A combination of measures are used to prevent multiple users from acquiring the same Client ID used by the linker, which might happen when a URL is shared between users over email, for example. These measures include hashing environmental data (user-agent string and other data), enforcing a 2 minute timeout for each Client ID, and the use of a checksum to ensure the ID was not changed.

None of these will stop a bad actor from sending malicious links, which is why the default for allowLinker is false.

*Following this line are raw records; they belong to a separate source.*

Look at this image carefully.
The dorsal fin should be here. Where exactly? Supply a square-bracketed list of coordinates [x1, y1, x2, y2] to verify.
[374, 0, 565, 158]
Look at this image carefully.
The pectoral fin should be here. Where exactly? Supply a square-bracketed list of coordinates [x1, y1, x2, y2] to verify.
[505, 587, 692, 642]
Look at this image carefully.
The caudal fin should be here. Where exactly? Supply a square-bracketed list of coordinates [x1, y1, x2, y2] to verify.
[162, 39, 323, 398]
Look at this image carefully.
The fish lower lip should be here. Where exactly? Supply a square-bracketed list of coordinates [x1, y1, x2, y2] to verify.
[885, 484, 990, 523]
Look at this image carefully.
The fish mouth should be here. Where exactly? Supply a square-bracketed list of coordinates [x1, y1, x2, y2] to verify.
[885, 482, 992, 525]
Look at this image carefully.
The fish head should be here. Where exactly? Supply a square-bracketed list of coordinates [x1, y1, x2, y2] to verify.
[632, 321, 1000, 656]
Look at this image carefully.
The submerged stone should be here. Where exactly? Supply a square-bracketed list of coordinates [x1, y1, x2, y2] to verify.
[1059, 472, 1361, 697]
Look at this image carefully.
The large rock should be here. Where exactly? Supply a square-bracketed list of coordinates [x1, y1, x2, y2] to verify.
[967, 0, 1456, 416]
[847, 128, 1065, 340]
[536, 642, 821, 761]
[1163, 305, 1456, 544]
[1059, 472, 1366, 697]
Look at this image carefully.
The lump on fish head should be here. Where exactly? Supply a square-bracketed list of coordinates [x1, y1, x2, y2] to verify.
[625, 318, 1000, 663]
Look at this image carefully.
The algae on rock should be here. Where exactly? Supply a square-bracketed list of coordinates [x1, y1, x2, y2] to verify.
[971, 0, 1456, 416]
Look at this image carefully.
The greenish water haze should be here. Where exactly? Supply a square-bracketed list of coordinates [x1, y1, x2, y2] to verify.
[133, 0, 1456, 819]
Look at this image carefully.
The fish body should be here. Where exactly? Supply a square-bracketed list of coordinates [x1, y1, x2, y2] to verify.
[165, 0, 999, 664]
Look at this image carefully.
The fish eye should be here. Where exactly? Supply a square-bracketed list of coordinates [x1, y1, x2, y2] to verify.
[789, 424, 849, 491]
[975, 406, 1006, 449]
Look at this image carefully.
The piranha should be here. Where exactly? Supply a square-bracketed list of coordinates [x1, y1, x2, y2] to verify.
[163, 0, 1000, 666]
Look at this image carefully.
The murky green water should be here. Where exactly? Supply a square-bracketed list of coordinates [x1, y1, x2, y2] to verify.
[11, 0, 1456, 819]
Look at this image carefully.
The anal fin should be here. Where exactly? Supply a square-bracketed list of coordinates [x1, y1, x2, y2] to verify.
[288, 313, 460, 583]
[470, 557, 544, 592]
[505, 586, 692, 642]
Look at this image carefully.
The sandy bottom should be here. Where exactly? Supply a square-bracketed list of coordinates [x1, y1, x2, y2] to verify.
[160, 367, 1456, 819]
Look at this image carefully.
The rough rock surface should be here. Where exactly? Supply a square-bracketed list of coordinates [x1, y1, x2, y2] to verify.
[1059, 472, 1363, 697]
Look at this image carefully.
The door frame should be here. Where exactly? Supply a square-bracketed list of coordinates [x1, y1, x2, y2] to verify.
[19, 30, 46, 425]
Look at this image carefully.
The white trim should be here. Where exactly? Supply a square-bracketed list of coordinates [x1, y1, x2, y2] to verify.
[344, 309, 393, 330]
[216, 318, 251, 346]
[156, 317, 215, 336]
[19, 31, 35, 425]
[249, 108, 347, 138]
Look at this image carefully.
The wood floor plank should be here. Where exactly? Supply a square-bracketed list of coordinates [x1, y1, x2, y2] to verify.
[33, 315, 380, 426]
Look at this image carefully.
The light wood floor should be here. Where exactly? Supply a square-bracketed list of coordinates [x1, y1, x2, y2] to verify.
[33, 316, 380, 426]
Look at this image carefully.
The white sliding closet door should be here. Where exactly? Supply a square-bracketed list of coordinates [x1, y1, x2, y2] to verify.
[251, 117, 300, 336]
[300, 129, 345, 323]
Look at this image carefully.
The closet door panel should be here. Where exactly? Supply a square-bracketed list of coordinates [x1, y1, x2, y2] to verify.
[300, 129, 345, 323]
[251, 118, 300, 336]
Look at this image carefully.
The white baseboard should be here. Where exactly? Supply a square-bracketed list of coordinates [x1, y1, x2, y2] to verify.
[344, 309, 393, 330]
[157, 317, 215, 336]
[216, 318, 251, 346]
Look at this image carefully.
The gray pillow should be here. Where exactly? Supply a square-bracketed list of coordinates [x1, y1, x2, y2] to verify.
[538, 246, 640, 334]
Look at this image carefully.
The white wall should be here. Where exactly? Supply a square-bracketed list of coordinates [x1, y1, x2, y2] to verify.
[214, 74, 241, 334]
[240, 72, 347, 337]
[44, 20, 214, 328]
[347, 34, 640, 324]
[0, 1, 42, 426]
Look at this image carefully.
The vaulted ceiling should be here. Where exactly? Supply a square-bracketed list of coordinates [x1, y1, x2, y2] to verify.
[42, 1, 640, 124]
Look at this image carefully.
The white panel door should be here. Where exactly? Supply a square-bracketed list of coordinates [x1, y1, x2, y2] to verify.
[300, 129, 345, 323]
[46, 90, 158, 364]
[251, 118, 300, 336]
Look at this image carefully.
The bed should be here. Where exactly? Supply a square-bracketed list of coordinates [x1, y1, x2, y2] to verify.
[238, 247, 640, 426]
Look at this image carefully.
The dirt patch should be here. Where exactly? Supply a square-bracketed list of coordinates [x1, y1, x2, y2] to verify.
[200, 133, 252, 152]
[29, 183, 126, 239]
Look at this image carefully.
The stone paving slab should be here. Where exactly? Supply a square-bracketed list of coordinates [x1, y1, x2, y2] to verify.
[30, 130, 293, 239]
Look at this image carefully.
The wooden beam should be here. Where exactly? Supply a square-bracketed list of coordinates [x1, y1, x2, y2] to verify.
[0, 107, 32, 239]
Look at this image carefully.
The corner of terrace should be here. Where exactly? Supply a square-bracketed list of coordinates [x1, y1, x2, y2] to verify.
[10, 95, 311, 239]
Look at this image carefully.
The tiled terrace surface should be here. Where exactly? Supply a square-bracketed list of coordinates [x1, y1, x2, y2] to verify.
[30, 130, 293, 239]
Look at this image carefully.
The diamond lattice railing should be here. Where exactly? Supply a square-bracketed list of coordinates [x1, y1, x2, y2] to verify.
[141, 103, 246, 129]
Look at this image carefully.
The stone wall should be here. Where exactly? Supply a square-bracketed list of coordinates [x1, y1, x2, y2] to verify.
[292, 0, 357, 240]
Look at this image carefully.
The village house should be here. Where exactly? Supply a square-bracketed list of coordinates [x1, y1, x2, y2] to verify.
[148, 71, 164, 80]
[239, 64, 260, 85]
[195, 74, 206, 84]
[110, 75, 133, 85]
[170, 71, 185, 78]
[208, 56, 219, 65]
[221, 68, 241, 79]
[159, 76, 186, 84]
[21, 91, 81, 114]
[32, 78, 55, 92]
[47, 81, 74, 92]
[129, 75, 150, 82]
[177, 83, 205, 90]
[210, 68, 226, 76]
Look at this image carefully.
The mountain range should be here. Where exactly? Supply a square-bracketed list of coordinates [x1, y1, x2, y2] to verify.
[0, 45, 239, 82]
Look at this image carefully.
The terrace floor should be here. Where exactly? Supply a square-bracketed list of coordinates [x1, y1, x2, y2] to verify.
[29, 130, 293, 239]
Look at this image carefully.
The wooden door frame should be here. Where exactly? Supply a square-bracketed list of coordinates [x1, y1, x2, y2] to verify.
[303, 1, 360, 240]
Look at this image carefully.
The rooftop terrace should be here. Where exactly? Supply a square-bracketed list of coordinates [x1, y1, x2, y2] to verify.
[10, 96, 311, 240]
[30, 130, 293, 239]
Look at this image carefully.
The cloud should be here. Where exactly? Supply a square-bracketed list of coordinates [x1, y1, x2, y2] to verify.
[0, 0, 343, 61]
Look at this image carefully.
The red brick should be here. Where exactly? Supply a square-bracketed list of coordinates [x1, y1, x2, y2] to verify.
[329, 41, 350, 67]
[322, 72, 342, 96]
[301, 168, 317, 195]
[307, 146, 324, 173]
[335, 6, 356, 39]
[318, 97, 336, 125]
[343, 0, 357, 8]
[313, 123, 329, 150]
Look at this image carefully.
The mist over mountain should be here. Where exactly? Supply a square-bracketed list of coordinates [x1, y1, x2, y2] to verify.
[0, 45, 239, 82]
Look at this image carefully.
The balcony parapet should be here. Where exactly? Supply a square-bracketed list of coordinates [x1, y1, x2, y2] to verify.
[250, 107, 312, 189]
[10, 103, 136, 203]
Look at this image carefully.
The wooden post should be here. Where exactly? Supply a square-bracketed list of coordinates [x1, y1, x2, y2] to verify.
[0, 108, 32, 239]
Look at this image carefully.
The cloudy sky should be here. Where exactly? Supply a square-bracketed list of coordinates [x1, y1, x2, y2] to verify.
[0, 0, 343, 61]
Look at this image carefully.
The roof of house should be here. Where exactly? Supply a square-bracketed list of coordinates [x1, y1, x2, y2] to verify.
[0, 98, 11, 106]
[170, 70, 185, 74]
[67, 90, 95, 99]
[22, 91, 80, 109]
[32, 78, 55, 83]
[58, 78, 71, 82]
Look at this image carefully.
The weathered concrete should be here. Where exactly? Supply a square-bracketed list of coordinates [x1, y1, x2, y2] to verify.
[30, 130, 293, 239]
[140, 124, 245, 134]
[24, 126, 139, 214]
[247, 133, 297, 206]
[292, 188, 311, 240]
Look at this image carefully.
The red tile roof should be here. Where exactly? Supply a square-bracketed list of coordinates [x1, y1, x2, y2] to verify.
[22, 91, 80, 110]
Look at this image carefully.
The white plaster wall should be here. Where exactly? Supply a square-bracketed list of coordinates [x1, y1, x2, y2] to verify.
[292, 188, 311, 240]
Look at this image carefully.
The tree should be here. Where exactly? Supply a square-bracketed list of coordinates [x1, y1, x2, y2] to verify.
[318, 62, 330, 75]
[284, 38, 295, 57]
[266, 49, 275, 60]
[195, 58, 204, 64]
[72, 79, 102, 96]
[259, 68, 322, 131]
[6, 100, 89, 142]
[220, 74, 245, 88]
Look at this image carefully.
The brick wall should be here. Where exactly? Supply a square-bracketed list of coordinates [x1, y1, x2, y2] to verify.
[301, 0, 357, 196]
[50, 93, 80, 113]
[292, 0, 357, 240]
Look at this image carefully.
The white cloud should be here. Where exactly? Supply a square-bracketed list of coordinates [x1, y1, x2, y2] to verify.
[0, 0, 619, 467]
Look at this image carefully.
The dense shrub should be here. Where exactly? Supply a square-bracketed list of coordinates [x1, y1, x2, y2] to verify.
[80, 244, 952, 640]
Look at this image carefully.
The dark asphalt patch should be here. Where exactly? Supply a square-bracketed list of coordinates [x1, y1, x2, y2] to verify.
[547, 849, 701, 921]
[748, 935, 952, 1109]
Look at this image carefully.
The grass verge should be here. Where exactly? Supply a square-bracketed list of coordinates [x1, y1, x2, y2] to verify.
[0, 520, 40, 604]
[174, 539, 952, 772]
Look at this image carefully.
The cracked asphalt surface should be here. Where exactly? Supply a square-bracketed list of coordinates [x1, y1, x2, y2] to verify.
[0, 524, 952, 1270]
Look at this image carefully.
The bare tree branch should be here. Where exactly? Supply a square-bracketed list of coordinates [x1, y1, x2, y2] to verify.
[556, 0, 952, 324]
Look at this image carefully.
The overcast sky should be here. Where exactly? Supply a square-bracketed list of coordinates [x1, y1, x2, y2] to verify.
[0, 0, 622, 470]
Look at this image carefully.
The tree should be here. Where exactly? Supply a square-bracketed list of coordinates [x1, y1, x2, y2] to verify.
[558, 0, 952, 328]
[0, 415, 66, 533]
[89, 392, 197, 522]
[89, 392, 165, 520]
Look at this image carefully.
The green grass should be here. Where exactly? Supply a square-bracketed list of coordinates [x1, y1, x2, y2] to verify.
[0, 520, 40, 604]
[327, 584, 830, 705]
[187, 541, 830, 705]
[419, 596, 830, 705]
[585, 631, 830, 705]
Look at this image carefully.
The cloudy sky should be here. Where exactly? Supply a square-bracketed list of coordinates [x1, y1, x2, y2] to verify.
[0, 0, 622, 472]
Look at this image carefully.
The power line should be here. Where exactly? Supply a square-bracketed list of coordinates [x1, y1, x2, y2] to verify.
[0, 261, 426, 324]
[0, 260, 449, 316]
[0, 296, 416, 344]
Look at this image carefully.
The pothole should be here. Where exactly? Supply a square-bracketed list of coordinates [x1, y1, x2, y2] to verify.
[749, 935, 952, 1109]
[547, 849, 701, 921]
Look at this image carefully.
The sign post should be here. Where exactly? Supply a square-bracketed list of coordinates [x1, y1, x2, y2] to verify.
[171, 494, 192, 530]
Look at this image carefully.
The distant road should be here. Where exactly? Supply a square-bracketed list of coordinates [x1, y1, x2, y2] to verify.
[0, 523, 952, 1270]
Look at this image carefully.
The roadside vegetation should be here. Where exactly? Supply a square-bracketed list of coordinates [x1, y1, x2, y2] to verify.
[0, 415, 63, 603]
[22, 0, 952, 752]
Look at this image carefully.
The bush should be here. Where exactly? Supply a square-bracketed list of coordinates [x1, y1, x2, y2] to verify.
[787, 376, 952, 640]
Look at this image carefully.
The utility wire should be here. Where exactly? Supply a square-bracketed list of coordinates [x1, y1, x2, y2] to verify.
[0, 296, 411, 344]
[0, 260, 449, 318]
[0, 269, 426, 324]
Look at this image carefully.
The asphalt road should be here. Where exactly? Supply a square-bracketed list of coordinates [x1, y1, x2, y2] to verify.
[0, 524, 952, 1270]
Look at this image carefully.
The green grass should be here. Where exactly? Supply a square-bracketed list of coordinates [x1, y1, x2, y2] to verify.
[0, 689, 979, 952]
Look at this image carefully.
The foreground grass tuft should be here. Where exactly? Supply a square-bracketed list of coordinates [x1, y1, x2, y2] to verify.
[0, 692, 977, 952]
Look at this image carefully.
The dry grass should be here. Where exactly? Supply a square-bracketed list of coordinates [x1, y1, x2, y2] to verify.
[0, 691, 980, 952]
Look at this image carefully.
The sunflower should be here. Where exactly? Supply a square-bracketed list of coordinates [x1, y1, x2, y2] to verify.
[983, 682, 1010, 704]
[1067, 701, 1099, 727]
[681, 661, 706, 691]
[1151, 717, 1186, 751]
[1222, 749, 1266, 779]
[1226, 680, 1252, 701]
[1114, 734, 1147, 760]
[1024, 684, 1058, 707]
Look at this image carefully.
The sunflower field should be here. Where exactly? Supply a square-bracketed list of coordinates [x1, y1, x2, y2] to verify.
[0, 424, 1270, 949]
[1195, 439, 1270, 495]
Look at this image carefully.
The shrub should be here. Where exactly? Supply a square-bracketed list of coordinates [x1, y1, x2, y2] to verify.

Impact on Previous Sessions and Data

Once the linker accepts a Client ID, the previous Client ID will be thrown away. Only one Client ID is supported and there is no way to join two sessions together. For example:

  1. A user visits source.com.
  2. The same user visits destination.com.
    • The user now has two seperate Client IDs stored as cookies on both domains.
  3. On source.com, the user clicks a link to destination.com and it accepts the linker parameters.
    • The original Client ID on destination.com is deleted and replaced with source.com's Client ID.
    • All subsequent hits sent to Google Analytics will be attributed to the same Client ID from both domains.

This is normally fine for the case of a 3rd-party shopping cart site. Any previous sessions are with another website which won't have previous session information within your account. More generally, linker works well if you have one primary domain that contains outbound links to a secondary domain, but the secondary domain does not use linker to send the user back. As users move between the primary and secondary domain, the session will remain the same, while reducing the corruption of user cookies on the primary domain.

Multiple Properties, Multiple Trackers

Both domains need to use the same GA property in order for cross-domain tracking to work correctly. If the sites use different properties, no session information will be shared and cross-domain tracking will not work.

Cross-domain tracking supports multiple trackers, but be aware that they will all share the same Client ID used by the linker.

The _ga Url Query Parameter

linker uses _ga to store the Client ID used for cross-domain tracking. Your application must not use this parameter for any other purpose. At this time, there is no way configure a different url parameter for use with cross-domain tracking.